The Yellowstone Club Goes Chapter 11

The saga of the Yellowstone Club has come to a sad place, the land of Chapter 11. The club in Montana's Gallatin Mountains first opened in 1999 as an ultra-elite enclave for the rich and powerful. Bill Gates, Dan Quayle and Jack Kemp were among the members as well as a whole host of titans of industry. The Club featured private homes, a ski hill, golf course and an elaborate club house. The property was also supposed to be host to what would have been the U.S.'s most expensive house at the time, a $155 million deluxe vacation retreat which was never built.
But things started to go sour when the Club's billionaire founders, Tim and Edra Blixseth divorced. At first it was an amicable and miraculously lawyer-free split. But things turned sour and the pair worked through a messy divorce that ended with Edra Blixseth as the club's majority owner and chief executive. This summer saw the end of a lawsuit between bicycle racing champ Greg LeMond and the battling Blixseths resulting in a $39.5 million settlement.

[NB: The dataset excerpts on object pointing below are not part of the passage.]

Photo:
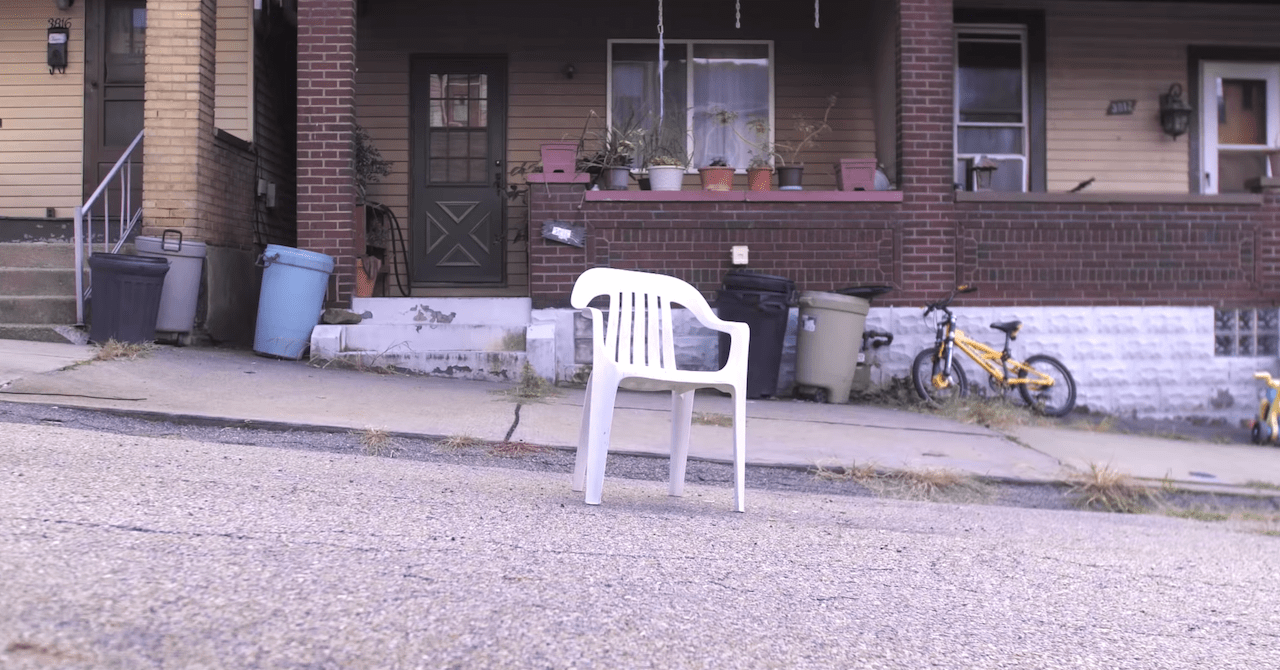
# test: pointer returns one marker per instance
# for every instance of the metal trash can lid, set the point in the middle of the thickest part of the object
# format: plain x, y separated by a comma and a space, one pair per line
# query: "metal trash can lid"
170, 244
833, 301
128, 264
865, 292
287, 255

A couple of months ago the club announced an expansion plan with the Discovery Land Company that would have brought 450 more houses and condos, a luxury spa, golf clubhouse, baseball field and more ski runs to the 13,400-acre development. Those plans are now on hold. The club has said it has been unable to reach agreements with its creditors and bondholders but plans to regroup and continue onward with business as usual, opening for ski season with the usual 600 or so employees.